Integral Image Filters

Integral images have been introduced by Crow (1984)¹ as a technique to improve texture rendering speed at multiple scales in perspective projections. The technique has since then been used for a number of applications. The most popular examples are fast normalized cross-correlation², the Viola-Jones object detection framework³, and the Speeded Up Robust Feature (SURF) transform⁴. In Fiji, we currently use Integral Images for a number of basic statistic block filters.

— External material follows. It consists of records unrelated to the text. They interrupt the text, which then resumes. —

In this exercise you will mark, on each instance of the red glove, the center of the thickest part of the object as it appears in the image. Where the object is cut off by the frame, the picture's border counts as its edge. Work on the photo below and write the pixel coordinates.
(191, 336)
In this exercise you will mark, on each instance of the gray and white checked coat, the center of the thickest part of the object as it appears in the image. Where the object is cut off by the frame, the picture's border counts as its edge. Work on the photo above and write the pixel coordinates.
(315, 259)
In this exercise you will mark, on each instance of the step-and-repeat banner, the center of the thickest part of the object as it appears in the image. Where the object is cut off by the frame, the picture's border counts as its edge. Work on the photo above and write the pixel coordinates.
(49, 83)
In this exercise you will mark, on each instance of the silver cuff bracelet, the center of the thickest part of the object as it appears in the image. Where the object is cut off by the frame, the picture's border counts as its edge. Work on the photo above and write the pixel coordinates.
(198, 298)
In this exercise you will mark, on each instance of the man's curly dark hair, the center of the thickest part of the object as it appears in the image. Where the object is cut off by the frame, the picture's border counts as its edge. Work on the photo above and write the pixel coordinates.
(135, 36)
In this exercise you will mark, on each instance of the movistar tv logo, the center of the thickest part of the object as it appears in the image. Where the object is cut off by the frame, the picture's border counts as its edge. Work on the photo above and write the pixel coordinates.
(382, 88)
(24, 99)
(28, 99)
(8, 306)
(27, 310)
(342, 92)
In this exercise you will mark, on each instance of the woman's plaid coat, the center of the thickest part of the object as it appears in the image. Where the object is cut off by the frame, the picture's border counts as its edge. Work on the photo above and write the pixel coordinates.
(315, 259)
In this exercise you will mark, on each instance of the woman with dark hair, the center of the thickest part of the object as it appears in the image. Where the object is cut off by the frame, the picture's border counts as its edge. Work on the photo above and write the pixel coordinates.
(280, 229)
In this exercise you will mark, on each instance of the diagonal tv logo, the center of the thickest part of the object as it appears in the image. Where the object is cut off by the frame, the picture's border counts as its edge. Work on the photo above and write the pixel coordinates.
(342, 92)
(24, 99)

Basic Block Statistics with Integral Images (Summed-Area Tables)

Mean

The mean \(\mu(X)\) of a discrete set of random variables \(X=\{x_1,\dots,x_n\}\) is defined as

\[\mu=\sum_{i=1}^np_ix_i\]

Let \(X\) be the set of pixel values in a rectangular block with all pixel values having the same probability \(p_i=\frac{1}{n}\), then

\[\mu=\frac{1}{n}\sum_{i=1}^nx_i\]

The sums can be generated from an Integral Image over \(I(\vec{x})\) . For a two-dimensional image, the table can be generated in a single loop with, on average, 3~sums for calculation and 5~sums for data access per pixel. Using that table, the mean of an arbitrary rectangular block of pixels can be generated in constant time with 1 product and 3 sums for calculation and 2 products and 6 sums for data access.

Variance

The variance \(\text{Var}(X)\) of a discrete set of random variables \(X=\{x_1,\dots,x_n\}\) is defined as

\[\text{Var}(X) = \sum_{i=1}^np_i(x_i-\mu)^2 \quad\text{with}\quad \mu=\sum_{i=1}^np_ix_i\]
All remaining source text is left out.